Un été de tous les dangers. L’inévitable relâchement de celles et ceux qui sortaient du confinement et se sont réunis pour festoyer – parfois de façon très intempestive – aura donc, en partie, amorcé un rebond de l’épidémie. Le masque est réapparu. Il ne disparaîtra plus – au moins pendant deux ans. Et puis, l’insécurité – que l’on nomme à tort «incivilités» – n’a pas cessé de choquer, d’inquiéter, d’indigner. Les maires que l’on agresse, les pillages débiles pour cause de match de foot, la violence quasi banalisée qui surgit au coin d’un arrêt de bus ou d’une bouche de métro, tous ces innocents qui ont voulu bien faire et se sont retrouvés tabassés par des voyous, tout ce qui alimente la rubrique «faits divers» des médias, et tout ce qu’il faudra bien, un jour, mieux contrôler, mieux punir.

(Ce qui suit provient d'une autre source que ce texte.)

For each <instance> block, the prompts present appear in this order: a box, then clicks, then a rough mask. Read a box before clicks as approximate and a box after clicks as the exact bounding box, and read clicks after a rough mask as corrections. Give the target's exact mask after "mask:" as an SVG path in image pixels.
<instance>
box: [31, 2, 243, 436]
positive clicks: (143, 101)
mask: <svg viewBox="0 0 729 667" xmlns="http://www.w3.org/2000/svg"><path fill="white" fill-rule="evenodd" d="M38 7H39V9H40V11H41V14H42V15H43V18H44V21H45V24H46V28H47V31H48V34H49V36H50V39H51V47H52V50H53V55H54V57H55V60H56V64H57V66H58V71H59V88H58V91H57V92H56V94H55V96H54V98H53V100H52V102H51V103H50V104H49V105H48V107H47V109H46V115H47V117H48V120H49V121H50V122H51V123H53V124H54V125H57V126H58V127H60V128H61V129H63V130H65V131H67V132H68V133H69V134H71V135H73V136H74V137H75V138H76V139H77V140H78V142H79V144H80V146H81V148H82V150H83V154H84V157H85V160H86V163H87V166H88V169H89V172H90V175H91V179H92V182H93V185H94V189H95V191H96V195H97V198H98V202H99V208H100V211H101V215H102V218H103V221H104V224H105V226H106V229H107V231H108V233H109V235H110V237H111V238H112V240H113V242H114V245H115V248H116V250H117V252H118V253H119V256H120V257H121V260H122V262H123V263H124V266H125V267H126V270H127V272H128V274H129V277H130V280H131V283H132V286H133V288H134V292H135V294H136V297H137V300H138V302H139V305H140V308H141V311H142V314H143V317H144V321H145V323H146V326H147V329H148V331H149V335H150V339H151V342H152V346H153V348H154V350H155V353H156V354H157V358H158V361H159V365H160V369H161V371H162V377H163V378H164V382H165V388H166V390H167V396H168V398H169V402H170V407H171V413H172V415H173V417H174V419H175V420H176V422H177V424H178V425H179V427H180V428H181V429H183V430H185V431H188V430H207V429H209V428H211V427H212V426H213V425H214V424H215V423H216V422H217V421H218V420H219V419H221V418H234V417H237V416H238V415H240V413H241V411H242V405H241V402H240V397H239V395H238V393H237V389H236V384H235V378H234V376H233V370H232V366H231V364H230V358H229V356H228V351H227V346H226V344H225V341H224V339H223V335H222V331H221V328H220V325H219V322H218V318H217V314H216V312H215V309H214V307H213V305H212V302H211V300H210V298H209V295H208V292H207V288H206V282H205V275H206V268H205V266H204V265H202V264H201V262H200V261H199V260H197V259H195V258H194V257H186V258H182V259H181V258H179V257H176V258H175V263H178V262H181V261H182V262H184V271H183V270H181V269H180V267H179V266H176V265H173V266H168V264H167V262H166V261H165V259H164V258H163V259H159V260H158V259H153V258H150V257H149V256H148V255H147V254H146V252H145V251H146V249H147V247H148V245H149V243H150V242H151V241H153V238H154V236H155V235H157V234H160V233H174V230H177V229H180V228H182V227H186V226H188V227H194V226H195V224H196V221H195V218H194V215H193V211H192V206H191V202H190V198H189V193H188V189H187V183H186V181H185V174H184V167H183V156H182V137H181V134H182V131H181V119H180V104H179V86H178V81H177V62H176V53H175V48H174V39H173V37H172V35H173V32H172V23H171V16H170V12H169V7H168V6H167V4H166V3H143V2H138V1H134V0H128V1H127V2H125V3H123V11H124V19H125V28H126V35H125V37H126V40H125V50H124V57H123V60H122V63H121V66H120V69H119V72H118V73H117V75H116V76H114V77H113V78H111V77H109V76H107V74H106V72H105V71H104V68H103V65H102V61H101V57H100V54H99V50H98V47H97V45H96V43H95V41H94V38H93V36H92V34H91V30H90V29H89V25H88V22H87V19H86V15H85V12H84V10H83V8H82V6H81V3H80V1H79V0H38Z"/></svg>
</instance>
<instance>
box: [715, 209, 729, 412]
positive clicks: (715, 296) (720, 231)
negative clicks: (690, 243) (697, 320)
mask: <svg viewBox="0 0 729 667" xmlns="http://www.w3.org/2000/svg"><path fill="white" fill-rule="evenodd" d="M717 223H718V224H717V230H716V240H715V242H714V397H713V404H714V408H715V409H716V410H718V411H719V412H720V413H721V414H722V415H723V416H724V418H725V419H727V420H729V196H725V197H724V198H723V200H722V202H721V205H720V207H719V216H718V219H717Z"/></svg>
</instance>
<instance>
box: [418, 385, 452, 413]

Un été à l’actualité anxiogène. De l’empoisonnement de l’opposant russe Alexeï Navalny aux affrontements multiples dans les villes américaines entre policiers et manifestants de toutes tendances, des actions du président turc Recep Tayyip Erdogan dans le bassin méditerranéen à la répression de la Chine, qui veut définitivement soumettre Hong Kong et en finir avec la démocratie, du duel entre Donald Trump et Joe Biden (bien malin celui qui peut prévoir qui l’emportera dans soixante-six jours !), de l’effrayante explosion à Beyrouth, avec ses morts, ses responsables jusqu’ici intouchables, désastre qui enfonce un peu plus le Liban dans le malheur, combien d’événements presque tous négatifs ont en partie occulté l’accord très positif Merkel-Macron, symbolisant une Europe qui tient debout, malgré tout ?

Un été de déception. Le PSG ! Les larmes de Neymar, la joie de Coman.

Un été de culture. Le besoin de musique, de spectacles, de cinéma, d’expositions n’a jamais été aussi fort – et aussi peu assouvi. Saluons celles et ceux qui ont tout de même réussi à performer, à encourager les gens à revenir dans les salles, à se battre pour ne pas céder à l’excès de précaution qui paralyserait le retour du public. On peut, en revanche, se réjouir de la bonne santé du livre. Les libraires connaissent une fréquentation encourageante, et la déferlante de nouveaux romans et essais, français ou étrangers, confirme que cette rentrée littéraire va très bien se passer. J’ai retenu, parmi tant d’ouvrages que j’ai reçus, le dialogue de Gisèle Halimi avec Annick Cojean, Une farouche liberté (éd. Grasset) et la réédition en deux volumes du Bloc-notes de François Mauriac (éd. Robert Laffont, collection Bouquins), avec une préface de Jean-Luc Barré. Selon lui, le grand écrivain-journaliste n’a pas subi «l’usure du temps». Cette somme de textes (deux volumes qui couvrent la période allant de 1952 à 1970) est un trésor. Du style, de la verve, de la précision, une grande intelligence. Beaucoup d’autres parutions prolongeront cet été indéfinissable. Mais vers quel automne irons-nous ? Il est souhaitable de l’aborder avec courage, patience, et, surtout, une exigeante capacité d’adaptation. Et puis, il reste l’espoir – sans quoi nous ne pourrions vivre ou survivre.